Pinneberg. Krasser Fall: Eltern streiten für versierte Bankerin und Lerntherapeutin, die nicht mehr unterrichten darf, weil sie nicht studiert hat.
Landauf, landab werden händeringend Lehrer gesucht, die unsere Kinder begeistern und zum Lernen motivieren. Es sind einfach zu wenige ausgebildete Pädagogen da, sodass in den meisten Kollegien die Not groß ist. Die große Stunde für Quereinsteiger, Seiteneinsteiger und Naturtalente. Eine Frau in Pinneberg hat fünf Jahre lang bewiesen, dass sie es kann, doch statt weiter gefördert zu werden, muss sie zu Hause bleiben. Eltern, Kollegen und Kinder wehren sich: am Wochenende bei einer Demonstration.
Mehr als 100 Erwachsene und Kinder versammelten sich vor dem Kreiskulturzentrum Drostei. Auf Plakaten warben sie für die Weiterbeschäftigung der beliebten Lehrerin Annika Dockhorn (46), über die landesweit berichtet wird. Mit vielen Herzen hatten die Kinder die Plakate geschmückt.

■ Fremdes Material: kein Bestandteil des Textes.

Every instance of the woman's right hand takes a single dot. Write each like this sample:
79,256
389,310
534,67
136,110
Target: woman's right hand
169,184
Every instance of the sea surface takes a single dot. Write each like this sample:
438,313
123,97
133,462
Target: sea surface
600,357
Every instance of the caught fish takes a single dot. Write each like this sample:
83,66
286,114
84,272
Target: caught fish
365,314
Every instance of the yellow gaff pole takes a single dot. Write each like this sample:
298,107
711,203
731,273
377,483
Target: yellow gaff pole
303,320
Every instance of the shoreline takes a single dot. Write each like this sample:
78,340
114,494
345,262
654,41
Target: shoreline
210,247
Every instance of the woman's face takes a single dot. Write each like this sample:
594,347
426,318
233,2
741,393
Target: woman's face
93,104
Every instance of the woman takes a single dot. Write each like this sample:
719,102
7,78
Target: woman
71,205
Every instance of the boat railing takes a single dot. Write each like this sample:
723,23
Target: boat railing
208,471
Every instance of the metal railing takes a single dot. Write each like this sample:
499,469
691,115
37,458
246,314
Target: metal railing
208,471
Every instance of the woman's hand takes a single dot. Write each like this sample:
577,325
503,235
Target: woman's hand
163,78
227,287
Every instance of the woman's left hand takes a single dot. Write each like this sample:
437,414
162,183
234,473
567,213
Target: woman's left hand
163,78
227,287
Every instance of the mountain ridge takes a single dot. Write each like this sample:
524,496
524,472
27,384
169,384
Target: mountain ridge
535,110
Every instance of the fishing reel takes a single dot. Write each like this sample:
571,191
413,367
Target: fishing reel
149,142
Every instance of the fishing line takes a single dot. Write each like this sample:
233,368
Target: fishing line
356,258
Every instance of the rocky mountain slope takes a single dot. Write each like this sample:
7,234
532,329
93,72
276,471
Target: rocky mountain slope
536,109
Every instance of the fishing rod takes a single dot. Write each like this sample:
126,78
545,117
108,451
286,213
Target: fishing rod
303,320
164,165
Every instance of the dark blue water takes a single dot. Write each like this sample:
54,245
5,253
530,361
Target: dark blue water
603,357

Die Argumente sind eindeutig: „Sie ist eine tolle Mathelehrerin, immer hilfsbereit, verständnisvoll, immer für uns da.“
Kinder berichten: „Wir vermissen unsere Lehrerin. Warum fragt uns keiner?“
Immer wieder heißt es: „Wir vermissen unsere Lehrerin“. „Wir brauchen Dich!“ Alle Aussagen rankten sich um die Aussage: „Frau Dockhorn muss bleiben!“ „Wir haben ein Recht auf gute Bildung und Lehrer.“ Und die Kinder bemängelten: „Warum fragt uns keiner?“
Mit diesen Plakaten zogen Kinder und Eltern durch die Fußgängerzone und über den Wochenmarkt. Dabei sammelten sie Unterschriften, um die Forderung zu unterstützen. Mehr als 500 kamen an diesem Tag zusammen. Online läuft die Petition weiter. Bislang sind knapp 70 Prozent der benötigten 2000 Unterstützer zusammen.

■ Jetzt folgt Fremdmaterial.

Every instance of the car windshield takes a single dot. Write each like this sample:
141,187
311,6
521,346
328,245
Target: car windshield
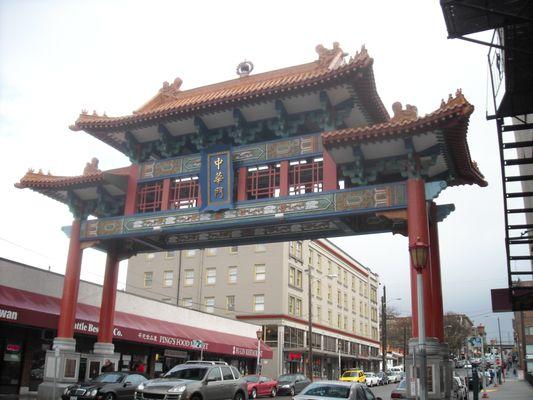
327,390
181,372
286,378
349,374
108,378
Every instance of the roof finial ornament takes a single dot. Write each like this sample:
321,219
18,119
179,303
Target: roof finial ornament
91,167
245,68
410,113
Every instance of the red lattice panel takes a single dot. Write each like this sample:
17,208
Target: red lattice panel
262,182
183,193
306,177
149,196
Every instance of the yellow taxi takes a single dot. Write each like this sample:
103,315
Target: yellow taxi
353,375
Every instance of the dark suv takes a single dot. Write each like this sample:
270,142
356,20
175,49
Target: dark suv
196,380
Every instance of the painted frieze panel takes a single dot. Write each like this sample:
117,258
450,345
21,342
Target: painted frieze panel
371,197
246,155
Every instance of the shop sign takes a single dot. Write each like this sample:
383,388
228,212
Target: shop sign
241,351
9,314
175,353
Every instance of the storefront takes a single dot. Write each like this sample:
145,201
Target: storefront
27,328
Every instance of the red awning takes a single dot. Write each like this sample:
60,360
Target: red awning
28,308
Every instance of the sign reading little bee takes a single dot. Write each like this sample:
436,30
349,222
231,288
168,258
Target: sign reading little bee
217,180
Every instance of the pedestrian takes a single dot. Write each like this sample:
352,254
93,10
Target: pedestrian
108,366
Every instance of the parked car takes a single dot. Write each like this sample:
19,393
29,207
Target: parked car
353,375
206,380
335,390
401,390
383,378
292,383
108,386
459,391
393,376
259,385
371,379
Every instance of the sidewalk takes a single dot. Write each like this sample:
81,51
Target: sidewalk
512,389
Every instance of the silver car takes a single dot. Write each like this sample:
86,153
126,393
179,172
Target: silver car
196,381
335,390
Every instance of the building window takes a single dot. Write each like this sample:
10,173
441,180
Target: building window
189,277
259,272
263,182
232,275
230,303
305,176
169,254
295,306
183,193
149,197
209,304
210,276
295,250
168,278
148,279
260,248
259,302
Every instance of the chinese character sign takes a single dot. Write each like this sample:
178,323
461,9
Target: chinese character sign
217,180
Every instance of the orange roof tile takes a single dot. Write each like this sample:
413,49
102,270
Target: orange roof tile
452,117
171,102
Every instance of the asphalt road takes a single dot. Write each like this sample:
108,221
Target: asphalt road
379,391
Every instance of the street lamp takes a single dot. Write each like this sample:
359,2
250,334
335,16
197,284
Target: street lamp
419,251
384,303
259,334
310,323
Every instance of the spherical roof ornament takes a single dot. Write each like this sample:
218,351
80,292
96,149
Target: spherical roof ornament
244,68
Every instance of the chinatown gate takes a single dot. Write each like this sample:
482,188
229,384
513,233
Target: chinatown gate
298,153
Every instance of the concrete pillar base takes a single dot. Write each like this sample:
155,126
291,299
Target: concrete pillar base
439,369
60,369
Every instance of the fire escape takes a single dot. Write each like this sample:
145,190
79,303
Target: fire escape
510,60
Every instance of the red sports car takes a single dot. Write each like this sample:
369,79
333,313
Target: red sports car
259,385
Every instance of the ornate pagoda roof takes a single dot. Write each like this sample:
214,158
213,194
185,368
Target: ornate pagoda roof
171,103
92,184
444,130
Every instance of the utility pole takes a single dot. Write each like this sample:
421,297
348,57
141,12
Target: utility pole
384,329
310,328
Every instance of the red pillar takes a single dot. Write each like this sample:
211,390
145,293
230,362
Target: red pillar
131,193
109,294
284,178
417,228
330,172
71,284
435,276
241,184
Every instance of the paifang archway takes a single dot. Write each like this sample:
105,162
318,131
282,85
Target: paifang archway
303,152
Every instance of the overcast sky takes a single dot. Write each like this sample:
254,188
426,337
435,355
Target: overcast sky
59,57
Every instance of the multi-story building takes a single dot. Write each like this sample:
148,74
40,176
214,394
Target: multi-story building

Zweiter krasser Fall: Sechs Klassenlehrer in vier Jahren Grundschulen
Bei den Gesprächen erfuhren die Akteure von ähnlichen Schicksalen. Eine Mutter berichtete von ihrem Sohn, der auf eine andere Pinneberger Grundschule ging. Sie erzählte von sechs Klassenlehrerwechsel in vier Jahren. Viele Menschen zeigten sich fassungslos, wie so etwas passieren kann.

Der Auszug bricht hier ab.